あれでマリアも面倒見がいいしな。マリエルもついていることだし、任せておけば大丈夫なはずだ。
「シンシア、どうしたんだ? グレースは一緒じゃないのか?」
「ううん……グレースは工房に籠ってる」
「しょうのない奴だな」
風呂から上がり飲み物を取りに食堂に行くと、そこにシンシアの姿があった。
グレースは大方、パジャマパーティーが嫌で逃げ出したのだろう。
あれで結構人見知りなんだよな、あいつ……。とはいえ、シンシアを置いて行くとは、どうしようもない奴だ。
「もう、パジャマパーティー始まってるんじゃないか? シンシアも参加するんだろう?」
「……パパを待ってた」
「俺を?」
「うん」
何だかよくわからないが、シンシアのお願いなら断ることなど出来ない。
小さな手で、俺の手を取るシンシア。指を掴むと言った感じだが、そこがまた可愛らしい。「こっち」と言いながら俺の手を引っ張り、とことこと廊下を歩く様はまさに天使と言ったところだ。
ロリコンじゃないか、気持ち悪いって? 俺は単純に可愛いものが好きなだけだ。
地上に舞い降りた天地のようなシンシアの可愛さがわからない奴は眼科で診て貰って来い。
「んしょ……」
重厚な扉を一生懸命、自分の力だけで開けようと頑張るシンシア。
前に俺が手伝おうとすると『一人でやる』と言って拒否されたことを思い出し、俺は黙って見守ることにした。
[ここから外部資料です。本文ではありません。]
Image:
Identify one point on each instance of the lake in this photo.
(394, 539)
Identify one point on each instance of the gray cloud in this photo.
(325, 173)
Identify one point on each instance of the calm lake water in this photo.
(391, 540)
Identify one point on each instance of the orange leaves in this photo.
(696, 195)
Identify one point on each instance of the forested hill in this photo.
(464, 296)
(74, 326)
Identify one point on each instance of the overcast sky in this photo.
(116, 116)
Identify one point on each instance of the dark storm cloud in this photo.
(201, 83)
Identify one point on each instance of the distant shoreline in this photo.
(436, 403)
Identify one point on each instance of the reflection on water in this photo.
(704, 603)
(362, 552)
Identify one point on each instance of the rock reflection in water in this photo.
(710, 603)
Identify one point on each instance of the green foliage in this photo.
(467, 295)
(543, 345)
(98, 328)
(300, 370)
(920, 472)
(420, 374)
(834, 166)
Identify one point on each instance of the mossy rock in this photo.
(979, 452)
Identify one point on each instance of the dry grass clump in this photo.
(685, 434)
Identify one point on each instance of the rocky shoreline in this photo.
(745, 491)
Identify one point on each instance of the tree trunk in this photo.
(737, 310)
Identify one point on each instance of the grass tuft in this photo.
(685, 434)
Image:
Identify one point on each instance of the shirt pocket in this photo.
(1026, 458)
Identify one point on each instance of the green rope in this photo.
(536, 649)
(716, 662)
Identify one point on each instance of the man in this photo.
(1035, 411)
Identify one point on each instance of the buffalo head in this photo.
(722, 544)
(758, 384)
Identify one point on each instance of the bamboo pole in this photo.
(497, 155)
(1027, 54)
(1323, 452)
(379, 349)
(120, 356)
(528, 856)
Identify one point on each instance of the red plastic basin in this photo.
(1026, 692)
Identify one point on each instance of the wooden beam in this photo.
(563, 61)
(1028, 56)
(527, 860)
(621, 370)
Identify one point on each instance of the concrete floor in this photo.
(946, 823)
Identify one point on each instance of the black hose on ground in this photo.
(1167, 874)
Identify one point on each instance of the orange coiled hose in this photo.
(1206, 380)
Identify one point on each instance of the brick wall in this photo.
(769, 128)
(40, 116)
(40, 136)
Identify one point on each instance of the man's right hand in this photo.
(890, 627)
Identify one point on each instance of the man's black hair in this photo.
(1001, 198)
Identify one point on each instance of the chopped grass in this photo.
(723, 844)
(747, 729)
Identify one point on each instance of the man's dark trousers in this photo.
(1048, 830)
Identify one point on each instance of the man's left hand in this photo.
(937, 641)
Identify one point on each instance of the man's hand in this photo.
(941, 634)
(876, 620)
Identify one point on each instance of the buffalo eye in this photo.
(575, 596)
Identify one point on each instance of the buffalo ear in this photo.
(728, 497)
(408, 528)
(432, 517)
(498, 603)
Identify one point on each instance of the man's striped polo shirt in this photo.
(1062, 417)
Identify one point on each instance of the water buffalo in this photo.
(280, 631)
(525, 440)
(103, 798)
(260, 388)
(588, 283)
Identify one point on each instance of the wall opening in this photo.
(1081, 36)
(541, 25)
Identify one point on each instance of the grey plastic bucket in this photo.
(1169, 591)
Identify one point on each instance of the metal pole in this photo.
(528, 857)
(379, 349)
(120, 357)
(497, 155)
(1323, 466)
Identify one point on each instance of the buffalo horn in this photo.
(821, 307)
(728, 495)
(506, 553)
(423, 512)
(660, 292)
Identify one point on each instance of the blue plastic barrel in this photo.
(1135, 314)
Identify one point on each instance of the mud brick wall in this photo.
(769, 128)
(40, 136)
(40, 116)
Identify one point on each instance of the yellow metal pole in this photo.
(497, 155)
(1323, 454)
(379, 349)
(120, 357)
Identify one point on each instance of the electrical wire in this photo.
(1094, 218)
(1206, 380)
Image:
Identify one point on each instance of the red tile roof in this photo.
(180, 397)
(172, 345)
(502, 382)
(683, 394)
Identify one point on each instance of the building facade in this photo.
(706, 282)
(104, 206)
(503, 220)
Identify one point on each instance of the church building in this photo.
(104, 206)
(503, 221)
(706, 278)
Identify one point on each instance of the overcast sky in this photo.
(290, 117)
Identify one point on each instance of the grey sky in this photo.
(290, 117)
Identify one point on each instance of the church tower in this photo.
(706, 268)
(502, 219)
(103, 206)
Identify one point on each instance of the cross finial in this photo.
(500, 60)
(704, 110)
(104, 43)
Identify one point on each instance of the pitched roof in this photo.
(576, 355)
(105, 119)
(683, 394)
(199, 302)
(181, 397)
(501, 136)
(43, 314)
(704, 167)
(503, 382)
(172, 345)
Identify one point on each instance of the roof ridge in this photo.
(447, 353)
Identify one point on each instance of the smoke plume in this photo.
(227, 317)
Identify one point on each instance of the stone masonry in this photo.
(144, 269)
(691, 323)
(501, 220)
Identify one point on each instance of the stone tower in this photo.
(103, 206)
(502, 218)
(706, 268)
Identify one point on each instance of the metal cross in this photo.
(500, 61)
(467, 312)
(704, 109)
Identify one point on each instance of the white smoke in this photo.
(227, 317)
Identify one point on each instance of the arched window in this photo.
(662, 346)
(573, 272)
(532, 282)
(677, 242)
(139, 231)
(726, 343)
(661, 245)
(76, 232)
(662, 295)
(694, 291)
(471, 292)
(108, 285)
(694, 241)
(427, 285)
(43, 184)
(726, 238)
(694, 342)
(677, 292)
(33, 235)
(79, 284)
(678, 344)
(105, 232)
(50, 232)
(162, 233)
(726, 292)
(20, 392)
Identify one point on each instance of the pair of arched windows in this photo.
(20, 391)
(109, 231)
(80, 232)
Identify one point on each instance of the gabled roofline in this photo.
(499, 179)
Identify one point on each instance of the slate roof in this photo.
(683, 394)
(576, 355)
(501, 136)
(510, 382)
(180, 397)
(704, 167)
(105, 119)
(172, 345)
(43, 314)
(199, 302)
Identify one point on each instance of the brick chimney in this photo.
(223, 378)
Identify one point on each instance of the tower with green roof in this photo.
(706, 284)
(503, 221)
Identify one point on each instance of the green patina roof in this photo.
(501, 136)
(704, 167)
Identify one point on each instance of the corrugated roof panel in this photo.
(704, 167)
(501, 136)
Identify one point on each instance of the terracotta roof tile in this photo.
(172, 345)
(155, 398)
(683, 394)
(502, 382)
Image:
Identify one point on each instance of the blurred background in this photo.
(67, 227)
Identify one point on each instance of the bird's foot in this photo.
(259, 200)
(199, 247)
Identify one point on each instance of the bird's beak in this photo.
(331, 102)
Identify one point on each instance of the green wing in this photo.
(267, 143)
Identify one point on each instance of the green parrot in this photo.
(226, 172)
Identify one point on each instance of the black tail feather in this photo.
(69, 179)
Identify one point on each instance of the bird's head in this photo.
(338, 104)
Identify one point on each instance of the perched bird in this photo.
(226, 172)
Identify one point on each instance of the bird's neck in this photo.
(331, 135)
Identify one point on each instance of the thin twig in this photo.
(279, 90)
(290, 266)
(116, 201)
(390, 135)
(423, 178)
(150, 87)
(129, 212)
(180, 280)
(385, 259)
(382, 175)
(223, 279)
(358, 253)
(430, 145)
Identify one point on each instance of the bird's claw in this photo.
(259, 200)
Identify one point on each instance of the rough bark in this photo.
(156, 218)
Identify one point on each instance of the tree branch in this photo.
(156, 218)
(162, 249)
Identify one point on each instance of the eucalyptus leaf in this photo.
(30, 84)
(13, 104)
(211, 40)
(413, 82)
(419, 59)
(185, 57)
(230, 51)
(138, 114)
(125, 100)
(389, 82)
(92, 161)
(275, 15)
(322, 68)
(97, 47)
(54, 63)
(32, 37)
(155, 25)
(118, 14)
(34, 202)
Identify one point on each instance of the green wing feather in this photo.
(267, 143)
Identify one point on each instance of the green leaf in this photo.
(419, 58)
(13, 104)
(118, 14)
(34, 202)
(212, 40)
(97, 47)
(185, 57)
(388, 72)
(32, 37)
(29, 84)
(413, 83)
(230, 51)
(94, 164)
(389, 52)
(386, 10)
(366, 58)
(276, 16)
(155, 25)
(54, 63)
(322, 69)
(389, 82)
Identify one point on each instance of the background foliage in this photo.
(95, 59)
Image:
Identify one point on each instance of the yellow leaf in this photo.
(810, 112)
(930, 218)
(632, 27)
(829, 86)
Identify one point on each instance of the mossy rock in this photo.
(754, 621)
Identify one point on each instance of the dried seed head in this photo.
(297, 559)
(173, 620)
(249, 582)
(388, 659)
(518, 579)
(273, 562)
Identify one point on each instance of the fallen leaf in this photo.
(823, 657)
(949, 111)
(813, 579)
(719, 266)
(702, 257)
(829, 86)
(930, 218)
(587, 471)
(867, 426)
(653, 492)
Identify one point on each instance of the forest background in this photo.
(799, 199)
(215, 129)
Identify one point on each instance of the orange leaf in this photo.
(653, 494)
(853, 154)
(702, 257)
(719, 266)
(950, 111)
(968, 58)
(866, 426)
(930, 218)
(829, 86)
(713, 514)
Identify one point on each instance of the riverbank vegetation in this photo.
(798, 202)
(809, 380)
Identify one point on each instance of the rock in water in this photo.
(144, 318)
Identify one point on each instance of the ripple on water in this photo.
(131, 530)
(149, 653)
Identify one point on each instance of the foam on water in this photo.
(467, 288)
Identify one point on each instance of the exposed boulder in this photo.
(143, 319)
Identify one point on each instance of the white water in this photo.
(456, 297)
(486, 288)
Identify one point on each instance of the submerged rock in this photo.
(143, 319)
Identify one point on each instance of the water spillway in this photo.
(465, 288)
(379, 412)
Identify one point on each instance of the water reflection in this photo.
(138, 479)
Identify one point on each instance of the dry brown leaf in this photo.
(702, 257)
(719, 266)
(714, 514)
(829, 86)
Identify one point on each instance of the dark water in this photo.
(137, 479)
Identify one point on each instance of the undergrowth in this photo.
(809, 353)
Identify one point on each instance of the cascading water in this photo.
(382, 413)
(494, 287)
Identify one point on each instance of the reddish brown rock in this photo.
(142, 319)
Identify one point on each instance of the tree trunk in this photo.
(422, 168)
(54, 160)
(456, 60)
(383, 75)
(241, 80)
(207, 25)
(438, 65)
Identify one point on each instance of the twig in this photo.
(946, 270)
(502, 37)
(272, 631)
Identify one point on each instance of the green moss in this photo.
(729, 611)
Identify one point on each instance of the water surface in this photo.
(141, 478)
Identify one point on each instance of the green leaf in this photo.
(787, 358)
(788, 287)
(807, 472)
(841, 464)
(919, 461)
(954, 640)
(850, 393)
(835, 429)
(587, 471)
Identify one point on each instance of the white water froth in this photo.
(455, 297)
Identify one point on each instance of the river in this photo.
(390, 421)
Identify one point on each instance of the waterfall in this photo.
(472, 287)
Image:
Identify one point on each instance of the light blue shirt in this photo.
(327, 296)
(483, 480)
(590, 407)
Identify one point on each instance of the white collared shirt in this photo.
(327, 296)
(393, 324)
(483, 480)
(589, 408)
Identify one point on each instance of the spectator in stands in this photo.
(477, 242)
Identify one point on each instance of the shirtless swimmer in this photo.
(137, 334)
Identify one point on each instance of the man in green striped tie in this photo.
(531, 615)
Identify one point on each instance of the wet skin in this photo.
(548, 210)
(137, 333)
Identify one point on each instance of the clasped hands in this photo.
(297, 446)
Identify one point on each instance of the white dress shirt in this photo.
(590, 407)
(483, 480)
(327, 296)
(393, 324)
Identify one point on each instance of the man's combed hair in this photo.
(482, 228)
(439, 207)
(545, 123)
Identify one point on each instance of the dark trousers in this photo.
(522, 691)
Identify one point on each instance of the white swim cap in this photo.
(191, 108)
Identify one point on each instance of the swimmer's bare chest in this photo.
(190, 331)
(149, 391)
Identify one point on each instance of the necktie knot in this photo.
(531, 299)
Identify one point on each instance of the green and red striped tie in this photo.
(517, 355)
子供の努力を見守るのも大人の務めだ。まあ、何をしてもシンシアは可愛いんだけどさ。
「ん、そう言えば、この部屋って……」
開かれる扉。振り向く少女達。目に映る色とりどりの艶やかな寝間着の数々。
「あ……」
思わず声が漏れる。これはネグリジェという奴か?
マリアは、肩にストールのついた前開きの白のネグリジェ。
ラシャラは、情熱的な赤のベビードール。
マリエルは、大胆に胸元の開けた黒のロングネグリジェ。
そしてハヅキは、袖口にたっぷりのフリルとリボンをあしらったお姫様タイプの淡い桜色のネグリジェを身に纏っていた。
薄い生地の向こうに、少女達の赤みを帯びた白い肌が見える。
「うっ……」
ハヅキが涙目に――こ、これはまずい!
シンシア、どういうつもりで俺をこんな危険な場所に!?
俺もパジャマパーティーに一緒に参加しろって? 無理、それは絶対に無理だから!
げっ、シンシアまで涙目に……お、俺にどうしろと!
「お兄様、どうぞこちらへ」
「うむ。太老、我の隣が相手おるぞ」
「……なんで二人は、そんなに冷静なんだ?」
「お兄様に見られて困るようなものは何一つありませんもの」
「うむ。婚約をしておるのだし、寝間着ぐらいで恥ずかしがるような関係ではあるまい?」
ダメだ。この二人に訊いた俺がバカだった。
まあ、確かに見られて困るほどの胸はないが、それにしたってもう少し恥じらいを持って欲しい。
「……今、何か邪な気配を感じましたわ」
「うむ。太老、何かよからぬことを考えたであろう?」
なんと勘の鋭い。身の危険を感じた俺は、首を横に振って否定した。
こうなったらシンシアを連れて、さっさとこの場を退散――
「太老様」
「うっ、ごめん。マリエル、俺はそんなつもりじゃ……っ!」
「いえ、風が入るので扉を閉めて頂きたいのですが……」
「ああ、ごめん。すぐに閉めるから」
マリエルに注意されて、俺は扉を閉める――って、そうじゃない!?
部屋の内側から扉を閉めて俺はどうするんだ!
そうだ、マリエルも天然だった。普段は凄く有能なのに、こういう時だけ天然ボケを発揮するんだよな……。
この世界の女性は皆、貞操観念が希薄な気がする。もうちょっと自重して欲しい。特にマリアの将来が不安だ。フローラの血を引いているわけだしな。
「あうぅ……」
「あ……」
涙目のハヅキと目が合い、凄く気まずかった。